JEDDAH: India has always been a hub of art and culture. Over the last century, movies emerged as the most expressive cultural medium, and the Indian film industry — commonly known as Bollywood — has since become a powerhouse of world cinema.

One can never do its history justice without mentioning Ebrahim Al-Kazi.

A renowned director and drama teacher, he worked as the director of the prestigious New Delhi-based National School of Drama (NSD) from 1962 to 1977, teaching many well-known future actors and fellow directors, including Om Puri, Naseeruddin Shah and Rohini Hattangadi. He also founded the Art Heritage Gallery in New Delhi.

Though an Indian icon, however, few people know about Al-Kazi’s Saudi roots. His father, Hamad bin Ali Al-Kazi, was a trader from Unaiza in the Kingdom’s Qassim region, who subsequently settled in Pune, India, where Ebrahim was born in 1925. 

Early on in his career, Al-Kazi worked with the Bombay Progressive Artists Group, which included M.F. Husain, F.N. Souza, S.H. Raza, Akbar Padamsee and Tyeb Mehta, who would all later contribute to the design of his sets.

He worked in India, the US and Europe before becoming the director of the NSD, and later of the Asian Theater Institute, and is credited with staging more than 50 plays in his lifetime. He also contributes to the preservation of Indian cultural history through his Al-Kazi Foundation for the Arts.

In February 2015, Al-Kazi was honored at the second Saudi Film Festival in Dammam.

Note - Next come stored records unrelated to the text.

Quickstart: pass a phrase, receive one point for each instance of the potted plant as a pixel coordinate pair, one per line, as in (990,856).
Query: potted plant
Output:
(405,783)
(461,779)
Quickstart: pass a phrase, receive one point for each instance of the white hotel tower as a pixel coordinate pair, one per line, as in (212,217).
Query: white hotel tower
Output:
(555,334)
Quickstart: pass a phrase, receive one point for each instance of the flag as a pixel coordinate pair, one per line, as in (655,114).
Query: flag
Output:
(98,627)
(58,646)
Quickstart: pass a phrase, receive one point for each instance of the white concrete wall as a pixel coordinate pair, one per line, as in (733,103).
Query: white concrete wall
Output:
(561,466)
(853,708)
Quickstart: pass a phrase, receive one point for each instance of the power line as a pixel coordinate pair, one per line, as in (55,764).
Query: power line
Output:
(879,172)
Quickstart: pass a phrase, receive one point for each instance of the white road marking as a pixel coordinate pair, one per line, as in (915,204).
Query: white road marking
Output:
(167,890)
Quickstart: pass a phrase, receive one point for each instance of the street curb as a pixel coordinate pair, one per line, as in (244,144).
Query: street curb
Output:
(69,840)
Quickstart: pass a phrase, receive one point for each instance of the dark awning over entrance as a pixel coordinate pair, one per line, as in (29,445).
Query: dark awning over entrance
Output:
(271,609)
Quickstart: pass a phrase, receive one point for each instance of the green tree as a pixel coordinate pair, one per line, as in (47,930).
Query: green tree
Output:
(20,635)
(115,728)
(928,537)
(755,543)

He was later quoted in Arab media sources on his Saudi upbringing: “Our father was a firm believer in our cultural roots that went back to Saudi Arabia, and we spoke only Arabic at home. We had a teacher of Arabic and Islamic studies who came from Saudi Arabia, and lived as part of our family.

“Arab families (in India) did not mix very much with others, but my father had close ties with people other than Arabs,” he added.

Al-Kazi has also won many prestigious Indian awards. He was the first recipient of Roopwedh Pratishthan’s Tanvir Award in 2004 for his contribution to Indian theater, and in 1966 received the Padma Shri award. He won the Padma Bhushan award in 1991, and was given India’s second highest civilian award, the Padma Vibhushan, in 2010.